Des essais menés en Bourgogne, dans un contexte de fortes chaleurs et de sécheresse, montrent l’intérêt d’introduire du sorgho ensilé dans la ration des vaches.

Depuis 2019, la chambre régionale d’agriculture Bourgogne- Franche-Comté et ses partenaires (1) testent la substitution du maïs par du sorgho monocoupe BMR sucrier ensilé, en repérant les variétés les mieux adaptées à la région. Le sorgho présente des sources d’énergie différentes. Pauvre en amidon, il contient plus de sucres et ses tiges sont plus digestibles. Réalisé sur la campagne 2019-2020 au lycée agricole de La Barotte, à Châtillon-sur-Seine (Côte-d’Or), le premier essai a été mené avec une seule variété de sorgho très précoce : « Arigato ». Dans un contexte très chaud et sec, le sorgho a mieux résisté que le maïs. Sur des sols argilo-calcaires moyens à profonds, il a produit 9 t MS/ha contre 7 t pour le maïs.

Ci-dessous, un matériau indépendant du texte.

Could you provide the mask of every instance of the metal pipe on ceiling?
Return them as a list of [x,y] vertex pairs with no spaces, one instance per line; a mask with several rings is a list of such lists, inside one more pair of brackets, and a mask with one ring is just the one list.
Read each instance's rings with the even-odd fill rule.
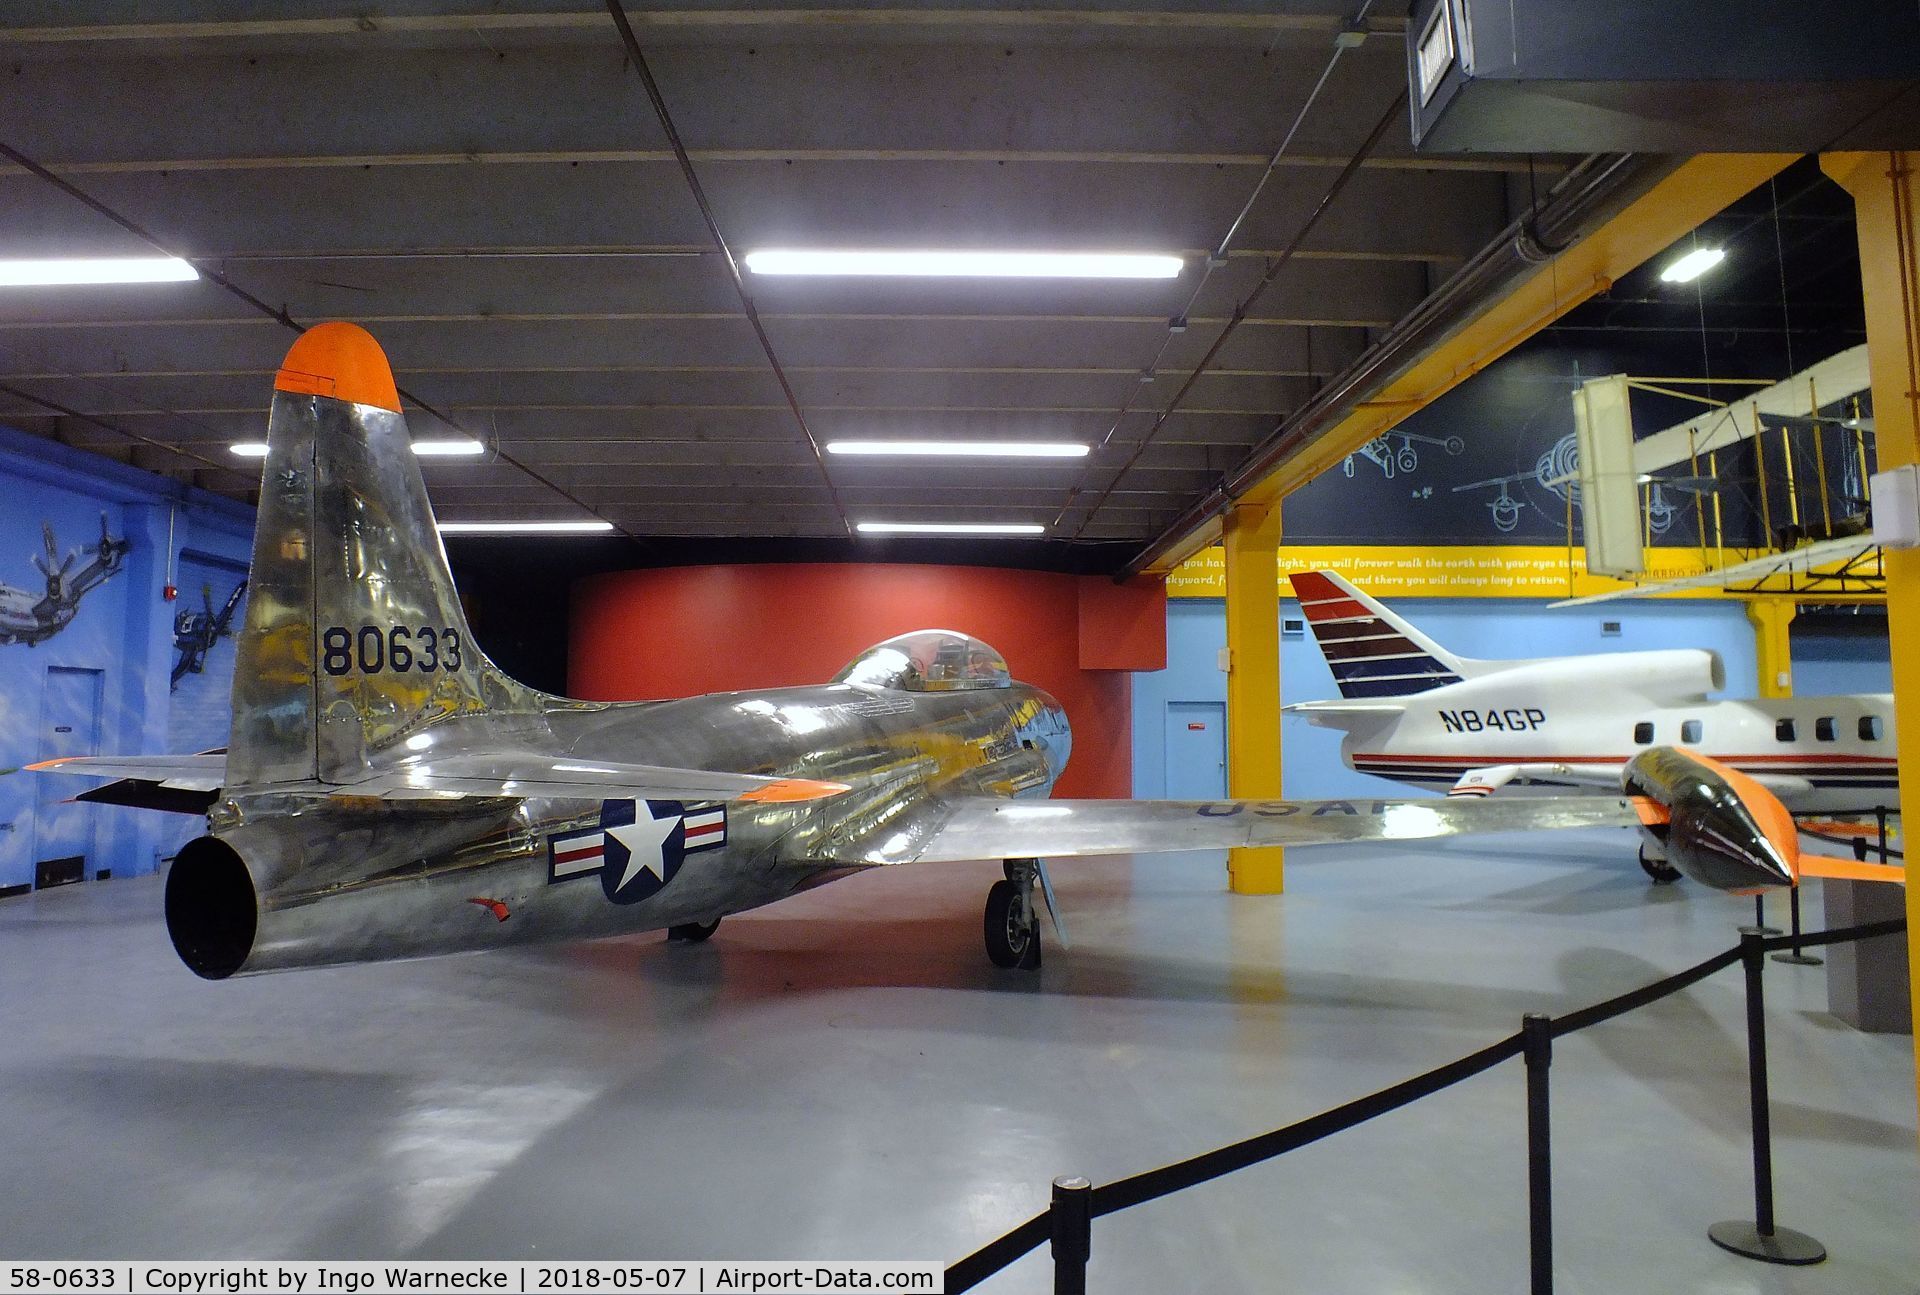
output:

Deux lots de 18 vaches ont été constitués. Le premier recevait une ration complète à base de 8,63 kg de MS/vache de maïs ensilage. Dans la ration du second lot, le maïs ensilage a été remplacé par 8,5 kg de MS de sorgho. Ce lot a bien réagi à ce changement, affichant une production laitière de 29,5 kg par vache et par jour (TB 39,6 g/kg et TP 34,1 g/kg), contre 29,1 kg de lait (TB 41,4 g/kg et TP 34,5 g/kg) pour les vaches en ration à base de maïs ensilage. Par ailleurs, aucune dégradation de la note d’état corporel a été observée.

« Sécuriser Les fourrages »

Pour confirmer ces résultats encourageants, un second essai a été mis en place sur la campagne 2021-2022 avec un mélange de six variétés, dont certaines ont été testées également sur deux autres sites. Il a été conduit dans un contexte météo froid et pluvieux, plus favorable au maïs. Dans ces conditions, le taux de MS du sorgho a été plus faible qu’en 2019. Au lycée de La Barotte, il s’est établi à 25 % en moyenne, alors que l’objectif est de récolter à 30 %.

Dans la ration testée depuis début janvier sur le troupeau du lycée, la valeur énergétique du sorgho frôle 1 UFL/kg de MS contre 0,94 UFL pour le maïs. Outre une très bonne digestibilité (74 à 76 %), le sorgho affiche un taux d’amidon inférieur à 4 %, un taux de sucres solubles de 14 à 16 %. Le taux de matières azotées totales (MAT) oscille de 7,5 à 11,5 %, contre 7 % pour le maïs.

Alors que les résultats zootechniques de ce second essai seront disponibles en fin d’hiver, Denis Chapuis, animateur du pôle laitier régional, tire les premiers enseignements. « Le sorgho nécessite plus de chaleur que le maïs mais 30 à 40 % moins d’eau. Grâce à un cycle plus court et à un système racinaire plus dense, cette plante en C4 résiste mieux aux températures extrêmes ainsi qu’au stress hydrique. Sa capacité de résilience est supérieure. Contrairement au maïs, grillé en août, il redémarre dès les premières pluies en septembre, et peut encore réaliser 20 à 25 % de son rende­ment final en fin d’été-début d’automne. Le sorgho présente un réel intérêt sur des terrains séchants ou en semis tardif derrière un méteil. »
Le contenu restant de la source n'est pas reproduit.